In an annual survey of Information security practices conducting by The Deloitte & Touche at 169 financial institutions found that 98 percent of them are spending more on information security this year than last year, and putting a greater emphasis on IT governance. In a related trend, 81 percent of the financial institutions surveyed said they’ve adopted a formal Information Security Governance framework, up from about 70 percent last year. The vast majority of the remaining respondents said they are in the process of establishing their own to fill their need.
Deloitte information security survey was gathering information from CIO from Japan 22 percent and the larger Asia Pacific region, 12 percent from the United States, 23 percent from Latin America, 7 percent from Canada, 31 percent from Europe, the Middle East and Africa, and 5 percent from the former Soviet Republics. The survey also tell us; 38 percent of the organizations surveyed did not measure their security budget on a per capita basis, of those that did, 7 percent said they spend more than US$1,000 per person, 7 percent between $501 an $1,000 per person, 14 percent between $251 and $500, 23 percent between $100 and $250, and 11 percent under $100. This indicated that getting through internal and external audits can be tough wherever you are. They report that the main audit obstacles are networks that still allow excessive access rights; lack of adequate audit logging; and failure to assure access control complies with formal business procedures.
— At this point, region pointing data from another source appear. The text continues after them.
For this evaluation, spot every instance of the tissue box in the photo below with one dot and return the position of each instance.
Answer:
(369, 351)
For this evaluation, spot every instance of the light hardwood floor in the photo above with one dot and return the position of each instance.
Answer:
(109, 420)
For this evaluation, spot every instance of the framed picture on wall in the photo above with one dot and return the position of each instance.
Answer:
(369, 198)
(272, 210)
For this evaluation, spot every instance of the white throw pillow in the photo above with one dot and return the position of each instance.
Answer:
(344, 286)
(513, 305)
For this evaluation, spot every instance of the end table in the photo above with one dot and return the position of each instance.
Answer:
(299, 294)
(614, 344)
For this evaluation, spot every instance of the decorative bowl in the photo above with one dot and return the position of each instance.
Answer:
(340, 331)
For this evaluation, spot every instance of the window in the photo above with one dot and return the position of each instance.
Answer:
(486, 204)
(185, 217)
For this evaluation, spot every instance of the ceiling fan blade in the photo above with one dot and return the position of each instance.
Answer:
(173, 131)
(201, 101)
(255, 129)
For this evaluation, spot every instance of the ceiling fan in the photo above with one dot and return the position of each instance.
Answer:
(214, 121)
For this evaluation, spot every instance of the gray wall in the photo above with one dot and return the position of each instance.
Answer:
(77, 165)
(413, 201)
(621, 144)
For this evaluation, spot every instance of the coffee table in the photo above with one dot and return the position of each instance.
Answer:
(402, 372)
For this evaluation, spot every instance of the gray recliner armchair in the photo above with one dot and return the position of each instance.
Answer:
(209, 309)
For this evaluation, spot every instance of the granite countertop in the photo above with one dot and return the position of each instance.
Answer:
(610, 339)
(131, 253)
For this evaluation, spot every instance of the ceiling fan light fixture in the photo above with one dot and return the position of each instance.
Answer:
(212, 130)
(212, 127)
According to the 2007 Global Security Survey, the cost for security system spending is up as much as 15 percent over last year at 11 percent of the 169 corporations surveyed, which include banks, and financial instutions from 32 countries. The highest cost were made in IT audit and IT auditor certification costs, logical access control products, infrastructure protection devices and compliance and risk management. The survey also asked the respondents questions about technology use. Questions asking whether organizations are allowed to use wireless technologies, including wireless LANs, infrared networking or mobile devices, due to security reasons. Forty five percent of the respondents said their organizations prohibit use of wireless LANs, 75 percent prohibited infrared networking; and 13 percent prohibited mobile devices, including PDAs and BlackBerries.
Those not prohibiting use of wireless sought to offer employees guidelines on secure use, published policies on acceptable business use or did implement wireless technologies.